I found these sections of “circular chanting” (blessedly there are only two examples) to be both arresting and annoying at the same time. Arresting because they come the closest to imitating or reflecting the spectral Gregorian chant “sound.” And annoying because I can’t make heads nor tails of what the singers are actually singing since they each seem to be singing something different at the same time; and I even know the lyrics!
But in the Passover seder song, Ki Lo No’e (hear it), Mizrahi returns to a more conventional cantorial style, rich and beautiful. As the Times noted:
…The finale, Ki Lo No’e (“For to Him praise is proper”), a Passover prayer set to an Eastern European folk tune, offers some rousing extemporizations by the cantor.
The melody was composed by the great Eastern European Jewish cantor and composer for Yiddish films, theater and synagogue, Moishe Oysher. Oysher derives from an Ashkenazi musical tradition. It’s an important symbol of the streams of Jewish traditions enriching each other to hear a Sephardic cantor embrace an Ashkenazi rendition of this song.

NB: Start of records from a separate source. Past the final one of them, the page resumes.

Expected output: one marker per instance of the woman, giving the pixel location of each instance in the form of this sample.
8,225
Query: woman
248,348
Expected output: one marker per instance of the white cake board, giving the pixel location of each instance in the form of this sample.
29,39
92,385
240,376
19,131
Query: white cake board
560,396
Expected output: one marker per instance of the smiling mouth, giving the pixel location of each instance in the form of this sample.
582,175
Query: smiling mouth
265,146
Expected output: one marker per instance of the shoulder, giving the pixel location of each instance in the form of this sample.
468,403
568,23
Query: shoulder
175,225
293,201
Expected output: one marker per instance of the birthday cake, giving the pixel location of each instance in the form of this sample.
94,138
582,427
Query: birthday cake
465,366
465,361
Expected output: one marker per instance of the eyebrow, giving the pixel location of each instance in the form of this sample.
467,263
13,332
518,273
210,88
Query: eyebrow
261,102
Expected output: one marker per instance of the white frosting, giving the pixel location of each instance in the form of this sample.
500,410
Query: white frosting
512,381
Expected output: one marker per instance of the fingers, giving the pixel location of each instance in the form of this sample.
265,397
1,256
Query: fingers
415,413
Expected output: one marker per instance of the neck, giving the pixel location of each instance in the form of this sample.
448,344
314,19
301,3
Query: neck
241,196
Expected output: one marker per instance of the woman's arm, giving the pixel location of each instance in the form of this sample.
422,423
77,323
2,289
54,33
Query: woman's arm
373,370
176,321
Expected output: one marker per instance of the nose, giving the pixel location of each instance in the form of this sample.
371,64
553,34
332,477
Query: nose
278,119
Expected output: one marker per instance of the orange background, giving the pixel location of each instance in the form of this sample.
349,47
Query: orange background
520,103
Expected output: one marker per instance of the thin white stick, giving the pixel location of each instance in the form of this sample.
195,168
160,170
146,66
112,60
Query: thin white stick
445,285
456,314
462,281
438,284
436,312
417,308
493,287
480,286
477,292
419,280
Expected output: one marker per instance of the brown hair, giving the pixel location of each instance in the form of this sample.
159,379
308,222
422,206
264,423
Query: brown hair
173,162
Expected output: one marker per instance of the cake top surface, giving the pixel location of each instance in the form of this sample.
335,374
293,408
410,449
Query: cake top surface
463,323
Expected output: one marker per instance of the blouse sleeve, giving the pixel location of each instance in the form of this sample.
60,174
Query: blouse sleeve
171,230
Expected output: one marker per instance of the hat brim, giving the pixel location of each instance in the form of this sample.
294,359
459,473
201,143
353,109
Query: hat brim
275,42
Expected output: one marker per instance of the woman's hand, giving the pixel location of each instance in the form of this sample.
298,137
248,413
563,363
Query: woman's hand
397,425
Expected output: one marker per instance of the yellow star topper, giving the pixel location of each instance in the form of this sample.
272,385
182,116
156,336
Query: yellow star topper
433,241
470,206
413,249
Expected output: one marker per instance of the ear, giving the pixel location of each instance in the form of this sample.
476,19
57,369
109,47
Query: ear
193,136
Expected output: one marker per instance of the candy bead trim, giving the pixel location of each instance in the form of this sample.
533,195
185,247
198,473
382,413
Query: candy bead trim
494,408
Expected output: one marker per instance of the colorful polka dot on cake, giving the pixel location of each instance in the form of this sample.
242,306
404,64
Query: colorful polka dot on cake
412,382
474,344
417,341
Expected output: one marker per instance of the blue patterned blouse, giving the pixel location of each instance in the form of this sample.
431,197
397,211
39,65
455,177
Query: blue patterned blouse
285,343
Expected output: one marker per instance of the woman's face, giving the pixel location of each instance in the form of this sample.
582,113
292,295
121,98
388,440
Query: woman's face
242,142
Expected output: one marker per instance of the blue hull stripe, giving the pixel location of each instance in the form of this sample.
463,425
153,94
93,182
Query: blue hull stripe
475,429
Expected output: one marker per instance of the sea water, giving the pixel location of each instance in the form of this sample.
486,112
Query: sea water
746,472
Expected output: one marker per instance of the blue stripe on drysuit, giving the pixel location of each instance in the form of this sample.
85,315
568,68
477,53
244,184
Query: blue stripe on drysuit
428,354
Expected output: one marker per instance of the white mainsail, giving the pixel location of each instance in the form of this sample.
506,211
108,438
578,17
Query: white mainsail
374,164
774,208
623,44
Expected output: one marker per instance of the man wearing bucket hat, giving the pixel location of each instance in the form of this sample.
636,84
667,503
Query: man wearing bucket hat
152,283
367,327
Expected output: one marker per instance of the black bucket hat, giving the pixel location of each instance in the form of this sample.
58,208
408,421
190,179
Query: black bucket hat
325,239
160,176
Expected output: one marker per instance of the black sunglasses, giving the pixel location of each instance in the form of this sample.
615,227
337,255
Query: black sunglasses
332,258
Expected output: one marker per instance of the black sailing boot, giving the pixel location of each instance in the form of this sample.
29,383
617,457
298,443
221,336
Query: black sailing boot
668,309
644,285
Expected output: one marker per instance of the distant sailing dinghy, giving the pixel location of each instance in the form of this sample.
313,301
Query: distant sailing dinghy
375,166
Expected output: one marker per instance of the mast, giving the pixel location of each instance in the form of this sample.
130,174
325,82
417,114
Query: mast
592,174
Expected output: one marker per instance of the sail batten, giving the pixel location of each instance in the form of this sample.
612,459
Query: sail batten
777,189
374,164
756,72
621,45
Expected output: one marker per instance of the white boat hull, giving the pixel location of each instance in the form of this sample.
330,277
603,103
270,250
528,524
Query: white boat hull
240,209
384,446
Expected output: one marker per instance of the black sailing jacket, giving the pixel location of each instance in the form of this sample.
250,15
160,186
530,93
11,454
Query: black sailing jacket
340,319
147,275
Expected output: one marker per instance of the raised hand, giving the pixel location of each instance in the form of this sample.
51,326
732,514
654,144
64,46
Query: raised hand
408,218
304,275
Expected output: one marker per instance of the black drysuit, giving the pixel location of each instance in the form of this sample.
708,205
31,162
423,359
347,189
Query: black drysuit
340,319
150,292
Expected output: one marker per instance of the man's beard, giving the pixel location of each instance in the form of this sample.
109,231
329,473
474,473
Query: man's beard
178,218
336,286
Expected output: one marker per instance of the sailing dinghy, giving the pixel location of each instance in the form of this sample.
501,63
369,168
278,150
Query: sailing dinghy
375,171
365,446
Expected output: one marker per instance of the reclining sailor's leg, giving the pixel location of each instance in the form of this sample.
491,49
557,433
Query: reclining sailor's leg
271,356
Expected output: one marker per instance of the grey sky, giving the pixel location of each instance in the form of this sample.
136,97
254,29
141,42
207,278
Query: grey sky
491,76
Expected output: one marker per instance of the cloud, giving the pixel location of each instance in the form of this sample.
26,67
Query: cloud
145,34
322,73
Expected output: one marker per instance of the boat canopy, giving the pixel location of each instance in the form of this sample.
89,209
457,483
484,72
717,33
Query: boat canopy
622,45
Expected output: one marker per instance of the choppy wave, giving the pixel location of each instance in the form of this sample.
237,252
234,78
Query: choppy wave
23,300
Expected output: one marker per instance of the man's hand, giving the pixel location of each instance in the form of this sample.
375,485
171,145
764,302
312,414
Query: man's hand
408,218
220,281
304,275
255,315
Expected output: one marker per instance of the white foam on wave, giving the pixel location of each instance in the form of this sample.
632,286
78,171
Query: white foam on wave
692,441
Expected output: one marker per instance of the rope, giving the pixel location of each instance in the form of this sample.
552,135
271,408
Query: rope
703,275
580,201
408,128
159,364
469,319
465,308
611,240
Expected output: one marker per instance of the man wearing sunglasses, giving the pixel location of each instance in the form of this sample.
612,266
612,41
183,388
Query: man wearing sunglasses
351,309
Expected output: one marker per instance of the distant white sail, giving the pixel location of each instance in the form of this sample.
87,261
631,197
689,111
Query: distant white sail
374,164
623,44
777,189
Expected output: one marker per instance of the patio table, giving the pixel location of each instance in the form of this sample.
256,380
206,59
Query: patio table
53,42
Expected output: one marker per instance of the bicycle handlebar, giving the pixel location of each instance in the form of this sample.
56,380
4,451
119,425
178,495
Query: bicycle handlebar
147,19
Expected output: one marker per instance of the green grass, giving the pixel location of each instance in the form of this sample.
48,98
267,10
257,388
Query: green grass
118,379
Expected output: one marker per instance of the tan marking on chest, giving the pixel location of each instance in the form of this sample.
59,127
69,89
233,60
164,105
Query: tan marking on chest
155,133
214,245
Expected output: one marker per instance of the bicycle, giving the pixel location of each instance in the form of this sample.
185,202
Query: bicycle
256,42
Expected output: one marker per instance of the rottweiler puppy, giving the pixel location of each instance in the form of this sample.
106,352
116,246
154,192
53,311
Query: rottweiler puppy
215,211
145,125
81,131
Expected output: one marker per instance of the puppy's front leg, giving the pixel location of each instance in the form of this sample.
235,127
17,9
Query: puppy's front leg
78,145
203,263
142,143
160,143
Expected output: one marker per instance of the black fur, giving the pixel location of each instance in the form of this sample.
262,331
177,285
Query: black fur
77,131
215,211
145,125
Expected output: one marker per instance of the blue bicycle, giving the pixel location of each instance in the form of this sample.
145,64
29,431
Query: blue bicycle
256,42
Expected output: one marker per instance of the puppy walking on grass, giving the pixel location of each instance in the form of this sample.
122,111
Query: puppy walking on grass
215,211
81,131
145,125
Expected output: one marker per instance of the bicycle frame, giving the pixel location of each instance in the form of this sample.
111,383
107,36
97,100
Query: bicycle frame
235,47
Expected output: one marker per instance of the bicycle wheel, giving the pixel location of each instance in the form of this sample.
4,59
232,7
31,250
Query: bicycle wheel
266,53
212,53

Rabbi Peretz Rodman describes the song’s musical and Biblical background thus:
[It] describes the praise of the divine king by angelic choruses. Playing on verses in Psalms (65:2, 89:12) and I Chronicles (29:11), the refrain is built of repeating one- and two-syllable words and rhymes, and is therefore simple enough for children to sing: l’kha u-l’kha, l’kha ki l’kha, l’kha af l’kha…ki lo na’eh, ki lo ya’eh.